Стюардесса кивнула и повернулась, чтобы выйти, но чуть не столкнулась в дверях с Саидом. Вскрикнув от неожиданности, она сложила ладони на груди и опустила голову, потупив взгляд в пол:
— Здравствуйте, капитан.
Стюардесса не смотрела ему в глаза. Да в них вообще лучше не смотреть. Кроме надменности ничего нельзя увидеть. Но Вирджиния пристально наблюдала за ним: он нахмурил брови и молча сел в свое левое кресло. Игнорируя стюардессу, которая вылетела отсюда сразу, как выход стал свободным, игнорируя ее саму. Восточный аромат дал о себе знать и тонкой ноткой коснулся ее обоняния.
— Я вбила маршрут, — произнесла Вирджиния, пытаясь привлечь его внимание, — погода сегодня летная. Даже удивительно, что небо не разразилось бурей.
Он проигнорировал и ее слова, одел наушники и вышел на связь с диспетчером.
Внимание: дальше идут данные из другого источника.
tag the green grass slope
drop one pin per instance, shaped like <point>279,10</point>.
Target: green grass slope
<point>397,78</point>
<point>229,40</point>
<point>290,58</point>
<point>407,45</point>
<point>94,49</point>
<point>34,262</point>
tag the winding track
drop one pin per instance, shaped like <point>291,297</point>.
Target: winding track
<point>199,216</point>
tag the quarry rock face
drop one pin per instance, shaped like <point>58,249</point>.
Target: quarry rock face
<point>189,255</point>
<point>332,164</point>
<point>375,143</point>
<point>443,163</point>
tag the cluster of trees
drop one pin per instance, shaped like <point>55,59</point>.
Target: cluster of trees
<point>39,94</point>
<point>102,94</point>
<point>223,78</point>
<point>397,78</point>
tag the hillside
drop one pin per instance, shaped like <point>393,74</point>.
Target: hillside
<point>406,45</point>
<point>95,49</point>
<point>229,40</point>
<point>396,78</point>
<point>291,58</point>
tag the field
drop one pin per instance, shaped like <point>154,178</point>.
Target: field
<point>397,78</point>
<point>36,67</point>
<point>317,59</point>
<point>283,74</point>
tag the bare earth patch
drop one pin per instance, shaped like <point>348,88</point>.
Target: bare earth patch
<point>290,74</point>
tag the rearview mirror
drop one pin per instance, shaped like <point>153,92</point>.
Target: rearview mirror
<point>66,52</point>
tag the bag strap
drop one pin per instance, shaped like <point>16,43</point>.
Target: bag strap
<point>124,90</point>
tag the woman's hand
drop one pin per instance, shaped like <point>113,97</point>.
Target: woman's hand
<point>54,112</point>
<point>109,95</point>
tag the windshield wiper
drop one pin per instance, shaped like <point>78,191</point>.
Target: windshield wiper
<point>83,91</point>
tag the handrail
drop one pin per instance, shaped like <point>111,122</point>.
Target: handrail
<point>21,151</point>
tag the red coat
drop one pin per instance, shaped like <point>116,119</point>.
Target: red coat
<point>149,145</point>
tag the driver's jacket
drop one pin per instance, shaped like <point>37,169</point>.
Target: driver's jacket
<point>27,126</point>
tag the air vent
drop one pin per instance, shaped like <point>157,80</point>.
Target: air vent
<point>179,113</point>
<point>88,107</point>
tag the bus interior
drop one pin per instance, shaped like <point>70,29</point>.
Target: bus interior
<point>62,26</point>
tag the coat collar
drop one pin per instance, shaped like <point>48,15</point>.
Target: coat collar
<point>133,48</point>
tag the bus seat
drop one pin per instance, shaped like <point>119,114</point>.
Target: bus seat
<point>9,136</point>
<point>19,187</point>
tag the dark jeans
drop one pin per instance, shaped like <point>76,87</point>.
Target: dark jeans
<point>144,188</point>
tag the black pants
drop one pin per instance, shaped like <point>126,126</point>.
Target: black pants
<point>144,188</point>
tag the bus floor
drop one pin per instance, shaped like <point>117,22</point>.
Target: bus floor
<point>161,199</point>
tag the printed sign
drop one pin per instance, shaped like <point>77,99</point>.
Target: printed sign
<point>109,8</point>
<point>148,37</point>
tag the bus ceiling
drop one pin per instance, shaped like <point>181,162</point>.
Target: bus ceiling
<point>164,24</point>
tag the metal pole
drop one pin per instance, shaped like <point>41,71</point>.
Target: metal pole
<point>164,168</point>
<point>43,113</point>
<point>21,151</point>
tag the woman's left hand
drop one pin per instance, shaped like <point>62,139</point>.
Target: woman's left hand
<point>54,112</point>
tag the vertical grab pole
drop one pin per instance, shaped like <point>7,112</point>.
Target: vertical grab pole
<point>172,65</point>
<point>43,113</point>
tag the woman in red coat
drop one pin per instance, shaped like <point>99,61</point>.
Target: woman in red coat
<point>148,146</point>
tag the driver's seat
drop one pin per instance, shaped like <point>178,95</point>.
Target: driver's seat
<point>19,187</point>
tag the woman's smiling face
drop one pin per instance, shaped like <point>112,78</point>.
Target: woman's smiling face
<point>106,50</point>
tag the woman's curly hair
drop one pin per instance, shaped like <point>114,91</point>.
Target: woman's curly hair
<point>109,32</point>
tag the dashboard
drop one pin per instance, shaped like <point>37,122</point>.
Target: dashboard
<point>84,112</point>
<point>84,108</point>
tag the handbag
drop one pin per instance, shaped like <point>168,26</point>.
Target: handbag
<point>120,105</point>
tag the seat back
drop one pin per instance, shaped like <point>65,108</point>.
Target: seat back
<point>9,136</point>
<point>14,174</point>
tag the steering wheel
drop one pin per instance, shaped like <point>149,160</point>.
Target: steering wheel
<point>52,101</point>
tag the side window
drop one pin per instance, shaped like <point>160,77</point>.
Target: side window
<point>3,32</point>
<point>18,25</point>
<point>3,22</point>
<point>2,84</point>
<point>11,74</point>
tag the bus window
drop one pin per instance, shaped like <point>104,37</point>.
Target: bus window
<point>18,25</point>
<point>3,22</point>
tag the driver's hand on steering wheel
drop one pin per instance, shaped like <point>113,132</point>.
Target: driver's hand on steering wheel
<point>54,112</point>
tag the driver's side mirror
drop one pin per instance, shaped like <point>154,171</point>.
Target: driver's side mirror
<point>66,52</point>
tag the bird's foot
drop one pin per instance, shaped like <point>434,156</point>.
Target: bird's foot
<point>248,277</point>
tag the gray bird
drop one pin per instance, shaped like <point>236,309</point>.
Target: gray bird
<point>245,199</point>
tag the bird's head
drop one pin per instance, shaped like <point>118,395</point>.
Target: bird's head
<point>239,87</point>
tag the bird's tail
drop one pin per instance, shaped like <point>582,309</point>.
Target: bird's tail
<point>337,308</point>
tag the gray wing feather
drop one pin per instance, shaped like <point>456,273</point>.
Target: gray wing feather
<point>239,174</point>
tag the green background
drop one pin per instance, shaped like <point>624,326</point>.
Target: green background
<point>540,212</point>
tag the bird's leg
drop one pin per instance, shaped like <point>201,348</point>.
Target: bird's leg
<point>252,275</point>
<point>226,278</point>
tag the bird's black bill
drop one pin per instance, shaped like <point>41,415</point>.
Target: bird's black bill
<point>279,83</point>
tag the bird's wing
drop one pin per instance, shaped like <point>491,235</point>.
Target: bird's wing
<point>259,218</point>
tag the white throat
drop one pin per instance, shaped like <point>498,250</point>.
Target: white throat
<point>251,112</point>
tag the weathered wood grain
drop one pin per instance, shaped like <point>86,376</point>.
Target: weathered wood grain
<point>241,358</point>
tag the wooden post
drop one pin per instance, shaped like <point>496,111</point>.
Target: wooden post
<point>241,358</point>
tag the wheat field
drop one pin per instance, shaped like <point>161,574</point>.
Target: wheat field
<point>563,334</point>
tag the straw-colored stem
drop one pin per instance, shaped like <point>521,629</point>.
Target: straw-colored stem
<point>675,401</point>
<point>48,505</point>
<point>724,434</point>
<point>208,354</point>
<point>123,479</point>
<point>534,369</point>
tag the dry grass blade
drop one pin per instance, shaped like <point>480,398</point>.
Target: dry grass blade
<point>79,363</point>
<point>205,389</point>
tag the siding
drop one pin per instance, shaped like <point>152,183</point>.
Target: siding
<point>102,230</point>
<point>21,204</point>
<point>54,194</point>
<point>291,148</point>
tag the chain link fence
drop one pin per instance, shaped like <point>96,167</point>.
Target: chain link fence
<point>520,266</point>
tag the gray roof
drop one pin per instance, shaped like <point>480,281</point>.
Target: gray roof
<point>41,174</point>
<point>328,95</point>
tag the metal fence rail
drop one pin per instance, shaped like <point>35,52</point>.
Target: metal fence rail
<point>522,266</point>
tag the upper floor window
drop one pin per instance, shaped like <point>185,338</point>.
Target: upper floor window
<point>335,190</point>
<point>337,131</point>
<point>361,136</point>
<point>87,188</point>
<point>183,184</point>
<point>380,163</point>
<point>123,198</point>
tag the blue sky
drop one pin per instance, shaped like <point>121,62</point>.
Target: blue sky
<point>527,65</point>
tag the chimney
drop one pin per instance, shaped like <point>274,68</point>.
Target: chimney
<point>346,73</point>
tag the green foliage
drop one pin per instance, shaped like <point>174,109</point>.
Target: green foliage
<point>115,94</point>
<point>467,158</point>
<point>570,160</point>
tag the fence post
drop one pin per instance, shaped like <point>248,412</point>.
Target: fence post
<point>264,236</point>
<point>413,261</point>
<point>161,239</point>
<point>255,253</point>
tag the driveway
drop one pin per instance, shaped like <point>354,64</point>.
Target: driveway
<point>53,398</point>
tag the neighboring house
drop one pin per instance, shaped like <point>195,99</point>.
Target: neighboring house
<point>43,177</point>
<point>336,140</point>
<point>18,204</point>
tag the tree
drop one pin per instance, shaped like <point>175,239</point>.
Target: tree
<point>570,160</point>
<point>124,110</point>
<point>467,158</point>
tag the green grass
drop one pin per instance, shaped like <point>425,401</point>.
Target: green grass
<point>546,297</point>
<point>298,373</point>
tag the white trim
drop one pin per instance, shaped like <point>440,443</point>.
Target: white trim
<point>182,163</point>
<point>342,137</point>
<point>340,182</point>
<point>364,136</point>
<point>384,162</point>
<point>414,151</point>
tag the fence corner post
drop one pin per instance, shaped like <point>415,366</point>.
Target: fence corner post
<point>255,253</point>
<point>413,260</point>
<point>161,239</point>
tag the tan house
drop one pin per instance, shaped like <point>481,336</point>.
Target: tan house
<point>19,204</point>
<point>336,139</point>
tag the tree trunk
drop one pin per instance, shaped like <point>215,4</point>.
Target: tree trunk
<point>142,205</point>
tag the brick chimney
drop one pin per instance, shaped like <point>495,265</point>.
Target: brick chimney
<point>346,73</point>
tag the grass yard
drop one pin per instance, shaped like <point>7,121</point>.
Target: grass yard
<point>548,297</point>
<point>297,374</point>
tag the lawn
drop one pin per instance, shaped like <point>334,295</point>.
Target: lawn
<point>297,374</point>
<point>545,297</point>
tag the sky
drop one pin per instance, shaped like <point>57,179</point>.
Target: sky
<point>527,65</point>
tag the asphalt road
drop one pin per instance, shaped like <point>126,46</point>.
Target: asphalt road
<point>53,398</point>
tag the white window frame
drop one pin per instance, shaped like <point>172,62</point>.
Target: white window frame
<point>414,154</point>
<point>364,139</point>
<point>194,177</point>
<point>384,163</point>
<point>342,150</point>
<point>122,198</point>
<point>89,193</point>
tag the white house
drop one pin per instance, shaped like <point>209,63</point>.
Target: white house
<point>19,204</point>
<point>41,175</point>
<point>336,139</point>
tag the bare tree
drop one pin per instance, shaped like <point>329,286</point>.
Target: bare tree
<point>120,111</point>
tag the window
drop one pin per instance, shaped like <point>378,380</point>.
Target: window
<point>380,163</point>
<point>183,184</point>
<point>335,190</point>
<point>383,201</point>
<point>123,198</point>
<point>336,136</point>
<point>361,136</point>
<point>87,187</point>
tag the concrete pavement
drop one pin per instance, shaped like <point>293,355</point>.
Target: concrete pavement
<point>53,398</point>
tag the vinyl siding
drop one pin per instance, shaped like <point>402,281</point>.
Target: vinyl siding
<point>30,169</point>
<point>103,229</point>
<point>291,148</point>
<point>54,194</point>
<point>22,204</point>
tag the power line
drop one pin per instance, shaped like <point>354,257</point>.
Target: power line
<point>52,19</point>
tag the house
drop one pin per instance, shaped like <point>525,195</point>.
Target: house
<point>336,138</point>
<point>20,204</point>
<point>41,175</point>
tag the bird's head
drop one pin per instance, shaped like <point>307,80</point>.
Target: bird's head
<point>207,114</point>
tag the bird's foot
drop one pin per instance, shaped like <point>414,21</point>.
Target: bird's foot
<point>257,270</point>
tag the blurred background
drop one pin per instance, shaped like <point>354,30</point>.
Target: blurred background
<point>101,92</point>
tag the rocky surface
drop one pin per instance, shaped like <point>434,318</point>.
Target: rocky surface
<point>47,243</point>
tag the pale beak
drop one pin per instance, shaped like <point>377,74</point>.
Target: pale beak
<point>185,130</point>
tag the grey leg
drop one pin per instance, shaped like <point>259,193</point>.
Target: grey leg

Вообще-то диспетчер — ее работа. Или ее работа теперь пить кофе и есть курицу?
Она взяла чек — лист и прикрепила его на штурвал. Если капитан будет так и дальше молчать, то полет пройдет в самой жуткой обстановке. Разве можно так поступать в кокпите, когда за спиной более трехсот человек? Нет! Здесь религия должна уйти на второй план!
— Пройдемся по предполетной подготовке, — произнесла она, начиная зачитывать чек — лист.
Ее слова заставили Саида опустить наушники и посмотреть на девушку. Она зачитывала этапы подготовки самолета и сама проделывала всю работу. Его работу. Или ее работу? Он не сказал ей, что сегодня она будет лишь только следить за приборами и выходить на связь с диспетчером. Если диспетчер не упадет от звука женского голоса, слыша его из кокпита. Но он не даст ей управлять самолетом.
Никогда! Разве женщина может делать это?
Вирджиния удовлетворенно кивнула, сказав последние слова, и включила аэронавигационные огни. Она будет работать. Даже больше, чем он думает.
Он молчал, потом отвернулся и занялся своей работой — проверил кнопки пожарной тревоги, нажав на каждую. Те вспыхнули красным цветом и закричали резким звоном.
Арабов поймут лишь арабы. Девушка отказывалась это делать на протяжении всей своей жизни в Дубае. Она с ними старалась не связываться. Куда проще выходцы из Египта и Сирии, Ирана или Ливии. Они тоже мусульмане, но без пафоса. Саид сейчас превзошел всех арабов аравийского полуострова. И наверно, всего мира.
Он говорил с диспетчером на арабском языке, а она не улавливала ни слова. К ее сожалению, диспетчер оказался тоже арабом. И хотя эта речь плавно, как золотая вязь, касалась слуха, сейчас она раздражала.
Молчаливая игра длилась до самого запуска двигателей. Вирджинии казалось, что она должна угадывать слова и действия своего капитана. Наконец Саид произнес одну фразу для нее. Но даже эта фраза стала приказом:
— Твоя роль в сегодняшнем полете— следить за приборами и выходить на связь с диспетчерами.
Она так и думала, когда узнала, кто ее капитан. Ничего удивительного. Между ними расстояние два метра, а кажется — целая вселенная.
— Хорошо, — покорно прошептала она. Арабы любят покорность.
Потерпеть всего лишь один рейс. Ей ведь это ничего не стоит. А потом она полетит с другим капитаном— испанцем, португальцем, немцем, да пусть хоть с индусом — с любым из них лучше, чем с Саидом.
Она посмотрела на него: его взгляд был устремлен перед собой. Он плавно выруливал самолет к взлетной полосе. Остановив его, взглянул на нее. Их взгляды пересеклись в том самом молчании.
Хотелось ненавидеть его, но она боялась даже подумать об этом— он читал ее мысли.
— Не выходи на связь с салоном, не хочу, чтобы мои пассажиры выпрыгнули из самолета, — произнес он, не отводя от нее глаз, как хищник.
Девушка промолчала, стиснув зубы, и отвернулась. Она и не хотела ничего говорить в салон, она вообще ничего не хотела говорить при нем. Он заговорил сам, приветствуя пассажиров на двух языках. И арабская речь, как и запах востока, ему шла больше.